The LA times reported (here) that US greenhouse gas emissions declined 1.6% from 2010 – 2011 and 6.9% from 2005 – 2011. For the electrical sector’s contribution they attribute this exclusively to increased us of natural gas. However they don’t mention renewables and conservation as contributing substantially. I spent a little time reviewing the EPA report (info here) and it does not do a good job of highlighting the success story that wind is becoming. In fact, in their overview they don’t mention wind, they talk about increased use of natural gas and hydro power.
“This decrease was primarily due to a decrease in the carbon intensity of fuels consumed to generate electricity due to a decrease in coal consumption, with increased natural gas consumption and a significant increase in hydropower used.”
A careful look at the graph above (source = Center for Climate and Energy Solutions) and it is evident that the increase in both wind and hydro contributed approximately the same amount of energy as did the increase in natural gas from 2010 – 2011. However since both have no emissions their contribution to the reduction in GHG emissions is twice that of natural gas suggesting that the increase in hydro and wind totaled 3 to 4 times more GHG reduction than natural gas. There also was a reduction in overall electrical energy produced which contributed to the decline in coal power.
Here is a great graphic that shows, in detail, the increase in wind power in the US.
Here is a graph of the change in price of natural gas over the last few decades.
The gas price drop really didn’t occur until 2009 (see Here). So yes they could ramp up use of existing plants but not enough time to get new plants online. So there probably is additional electricity production from gas and, as a result, less from coal. But in the 2005 – 2009 period something entirely different had to be happening because gas prices were at record highs. And during that period there was a 5.3% reduction in GHG. It is conspicuous that renewable energy was not mentioned at all. Sadly, even NPR failed in this regard.

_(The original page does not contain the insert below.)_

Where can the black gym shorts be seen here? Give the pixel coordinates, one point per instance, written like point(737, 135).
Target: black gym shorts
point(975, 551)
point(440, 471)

From 2005 through 2011 installed windpower capacity increased from about 10 GW to about 47 GW an increase of 37 GW. To put that in perspective, that is the equivalent of about 13 nuclear power plants if capacity factor is taken into account. This is equivalent to roughly 1.6% of USA electric power production. But only about 50% of electric power is produced by burning coal which is the most polluting.
When a capacity factor adjusted GW of wind displaces a GW of coal it takes all of the GHGs off of the table since it emits no GHGs. When a GW of gas displaces a GW of coal it only takes half the GHGs off of the table since gas generators emit about half of the GHGs that coal generators do. So wind is leveraged and a GW of wind will reduce GHG by twice as much as a GW of natural gas. Clearly the increase in wind played a real part in this success story and sadly, that went unreported.
Some additional fun facts about renewables include the following: In the period from 2011 – 2012 the USA added over 5GW of solar power. In 2013 the industry expects to add another 4GW*. The Solar Energy Industries Association has great, easy to understand, information Here.
In 2012 the wind industry added another 13GW of wind power in the US. Other good wind statistics can be found Here.
Windpower is rapidly approaching hydroelectric power in its contribution to electricity generation in the USA.
*This is an industry projection. Historically the solar industry has done a good job of projecting out 1 – 2 years.
http://www.eia.gov/energyexplained/index.cfm?page=electricity_in_the_united_states 3% of electricity from wind in 2011 but remember, when offsetting coal, wind has double the benefit of natural gas power since it emits no GHG.
http://www.epa.gov/climatechange/ghgemissions/sources/electricity.html Gives a reasonable picture of things but still language is biased in favor of Natural Gas. They make sure to mention that natural gas has been growing in use but wind has as well and is of comparable scale e.g. in 2012 the electricity source with the most rapid growth was wind power.